Newton, examining a handcopy of the letter at Friends House Library in London, “did not struggle through the entire text in its difficult handwriting in my limited time,” but it appeared to be a letter of greeting and encouragement, with the following phrases gleaned: They write to “all ye of the house and lineage of Jacob and David.” You are “near of kinne to us, your fathers were strangers and pilgrims upon earth as we are, and they obtained a good report.” They begin mentioning “children of the same household have obtained the same in our wayfaring in a strange land where he sent us to sojourn … and is coming to reign, one J[esus] of whose dominion and government there shall be no end, which with a high hand and an out … he is bringing to pass this nation, you … according to you defin[ ] of our heart and souls … Holy Ghost falls upon them as upon me at the beginning and water cannot be forbidden for men and women of good report are baptized in full measure into ye fulfillings …” They send greetings to people in County Durham: “we are with you all and salute you all. … In the Living Vine you all may abide forever, and feed upon the tree which brings forth fruit every month, and the living God and Life & … . Bless G[ ] and P[ ] and you all, that at our meeting our joy may be full, one in another, my beloved. We want for nothing. This is from us all as one.” The phrases are essentially in what has been termed “incantatory language,” an early Quaker blending of Biblical quotation reflecting their own state of mind and soul at the time. Rather than proceeding from Point A to Point B and then C, this language  instead erupts at Point C, embodying no logical development. (Jackson I. Cope’s “Seventeenth-Century Quaker Style,” PMLA, LXXI, 1956, examines the characteristics of this language more fully.)

Although John Richmond was journeying in Ireland, his home was at Heightington in Durham; Fox visited a Richmond family in Bishoprick, 1663, and attended a General Meeting there. Also coming from Durham was Humphrey Norton, who went that year to Oliver Cromwell, offering to take George Fox’s place in prison. The next year Norton journeyed with Hodgson to America, where he would be banished from Plymouth Colony, and then be flogged and branded in New Haven, 1658. Despite such fervent exhibitions of faith, however, Norton would eventually depart from the Society of Friends.
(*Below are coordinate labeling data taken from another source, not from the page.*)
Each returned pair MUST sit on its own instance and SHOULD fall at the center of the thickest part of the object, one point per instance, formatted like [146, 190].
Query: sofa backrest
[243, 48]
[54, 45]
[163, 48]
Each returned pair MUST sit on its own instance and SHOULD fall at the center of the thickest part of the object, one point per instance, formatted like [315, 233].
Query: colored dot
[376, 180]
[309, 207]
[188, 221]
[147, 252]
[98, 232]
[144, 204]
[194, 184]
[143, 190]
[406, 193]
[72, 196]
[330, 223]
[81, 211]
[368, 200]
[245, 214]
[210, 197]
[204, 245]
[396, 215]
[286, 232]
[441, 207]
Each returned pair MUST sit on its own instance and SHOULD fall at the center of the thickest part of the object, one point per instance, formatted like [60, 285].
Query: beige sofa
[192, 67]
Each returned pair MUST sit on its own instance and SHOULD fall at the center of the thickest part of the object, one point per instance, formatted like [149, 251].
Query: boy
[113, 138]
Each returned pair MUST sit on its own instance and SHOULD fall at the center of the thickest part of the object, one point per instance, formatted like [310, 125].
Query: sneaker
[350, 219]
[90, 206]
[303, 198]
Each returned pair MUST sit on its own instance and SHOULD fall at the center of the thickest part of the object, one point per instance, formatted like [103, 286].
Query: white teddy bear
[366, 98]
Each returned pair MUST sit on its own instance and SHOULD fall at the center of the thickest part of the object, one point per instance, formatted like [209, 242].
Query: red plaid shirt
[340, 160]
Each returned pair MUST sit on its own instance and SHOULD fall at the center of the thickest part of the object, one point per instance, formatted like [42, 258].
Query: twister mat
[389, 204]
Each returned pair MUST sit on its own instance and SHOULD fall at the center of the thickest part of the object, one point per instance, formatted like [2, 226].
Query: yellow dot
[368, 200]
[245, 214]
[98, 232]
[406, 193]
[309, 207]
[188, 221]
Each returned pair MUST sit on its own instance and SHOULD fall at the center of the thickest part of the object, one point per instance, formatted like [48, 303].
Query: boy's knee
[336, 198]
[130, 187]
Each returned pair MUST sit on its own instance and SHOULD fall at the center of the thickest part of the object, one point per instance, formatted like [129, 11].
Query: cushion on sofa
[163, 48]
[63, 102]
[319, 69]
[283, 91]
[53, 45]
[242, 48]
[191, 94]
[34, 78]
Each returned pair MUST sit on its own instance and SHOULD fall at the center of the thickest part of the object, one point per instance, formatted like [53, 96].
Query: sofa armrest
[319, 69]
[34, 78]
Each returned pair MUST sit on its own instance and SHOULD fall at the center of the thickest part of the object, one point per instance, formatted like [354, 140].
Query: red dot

In a later imprisonment, Fox was transferred to the wretched conditions of Scarborough Prison (1665); in the village itself, Peter ( -1692) and Eleanor Hodgson ( -1675) were prominent Friends who held Meeting in their own home (Fox attended a large Meeting there in 1665), were instrumental in the erection of the first Friends meetinghouse in Scarborough, and, in Peter’s case, suffered 5½ years’ imprisonment at York Castle, ending around 1671.

When Fox sailed to America in 1671 aboard the Industry, one of his traveling companions was George Pattison; when they attended Yearly Meeting at Newport, Rhode Island, they no doubt would have met up again with Robert Hodgson, had he not been back in England.